Yaeji: What We Drew 우리가 그려왔던 review – dance music for an existential crisis

Light melodic touch … Yaeji.
Light melodic touch … Yaeji. Photograph: Dasom Hahn

Korean-American DJ and producer Yaeji – full name Kathy Yaeji Lee – is the queen of introverted club music. She broke through with her squelchy house track Raingurl in 2017, contrasting a bold bassline with deadpan vocals about her glasses fogging up in the club. On her new mixtape, her first release for XL Recordings, Lee digs even further into her interior landscape, with diaristic, spacious house music on which she sings about subjects like the difficulty of getting out of bed (on the glimmering lead single Waking Up Down). As we enter a nightclub-less era of isolation, she’s timed it eerily well: this is dance music to soundtrack – and soothe – an existential crisis.

Yaeji: What We Drew cover art
Yaeji: What We Drew cover art Photograph: Publicity image

At a slower tempo than her more well-known club tracks, this album foregrounds Lee’s vocals, and straddles a blurry line between dream pop and DIY dance music. Occasionally, it’s a sombre listen. On the cavernous In Place 그 자리 그대로, Lee’s Korean vocals drift perilously over a nightmarish rolling bass before her voice is pitch-shifted to a low, demonic drone. In the Mirror 거울 is another example of Lee using her vocal to creepy effect, as it echoes ominously over sinister bass, while The Th1ng (featuring London-based drag performance artist Victoria Sin and producer Shy One) matches philosophical spoken word with writhing, distorted electronics.

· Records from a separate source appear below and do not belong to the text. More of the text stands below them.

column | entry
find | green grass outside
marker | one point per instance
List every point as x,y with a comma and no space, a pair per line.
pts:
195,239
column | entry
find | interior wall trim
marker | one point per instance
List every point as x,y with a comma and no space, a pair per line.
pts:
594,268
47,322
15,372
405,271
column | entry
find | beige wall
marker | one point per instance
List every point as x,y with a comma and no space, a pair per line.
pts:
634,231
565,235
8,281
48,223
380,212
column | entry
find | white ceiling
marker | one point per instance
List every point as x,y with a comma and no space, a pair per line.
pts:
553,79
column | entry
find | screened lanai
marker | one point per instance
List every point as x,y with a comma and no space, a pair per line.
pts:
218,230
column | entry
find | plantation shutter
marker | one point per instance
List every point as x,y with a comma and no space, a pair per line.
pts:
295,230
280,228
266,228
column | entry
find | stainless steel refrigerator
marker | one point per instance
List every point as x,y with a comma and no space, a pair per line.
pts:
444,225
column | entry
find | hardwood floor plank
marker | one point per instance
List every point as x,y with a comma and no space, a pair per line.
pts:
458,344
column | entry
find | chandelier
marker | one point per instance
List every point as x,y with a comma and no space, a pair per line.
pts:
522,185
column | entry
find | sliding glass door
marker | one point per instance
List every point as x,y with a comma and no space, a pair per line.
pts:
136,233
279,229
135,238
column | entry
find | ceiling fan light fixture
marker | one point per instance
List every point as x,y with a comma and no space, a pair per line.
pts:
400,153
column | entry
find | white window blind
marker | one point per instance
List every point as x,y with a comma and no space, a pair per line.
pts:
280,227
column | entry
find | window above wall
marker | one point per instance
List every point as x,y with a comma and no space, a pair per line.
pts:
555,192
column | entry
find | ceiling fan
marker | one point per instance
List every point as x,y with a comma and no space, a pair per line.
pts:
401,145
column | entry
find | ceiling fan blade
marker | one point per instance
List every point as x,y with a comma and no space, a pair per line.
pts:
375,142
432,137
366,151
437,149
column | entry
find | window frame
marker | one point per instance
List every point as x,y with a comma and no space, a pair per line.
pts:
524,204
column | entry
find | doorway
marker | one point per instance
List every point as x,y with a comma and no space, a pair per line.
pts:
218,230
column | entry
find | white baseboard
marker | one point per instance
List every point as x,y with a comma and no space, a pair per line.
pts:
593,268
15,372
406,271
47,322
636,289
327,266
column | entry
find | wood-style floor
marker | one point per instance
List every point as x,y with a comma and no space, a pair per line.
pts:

Mostly, though, Lee counterbalances her darker experiments with playfulness and hope. Her genre-fluidity creates moments of unexpected beauty, such as the improvisational jazz flutters of These Days 요즘 , and the verse from Brooklyn rapper Nappy Nina on the off-the-wall dance highlight Money Can’t Buy. Lee is at her strongest by far when balancing her bubbly, light melodic touch with more poignant elements, as she does on the synth-led closing track Never Settling Down. It’s a commitment-avoidant twentysomething’s anthem on which she sings alongside distant drum breaks: “I’m never settling down / I’m never touching ground /... Never having to admit that I swallow my feelings.” Moments of startling emotional clarity like that prove Yaeji isn’t just a club producer but a songwriter whose impact can be felt far beyond the dancefloor.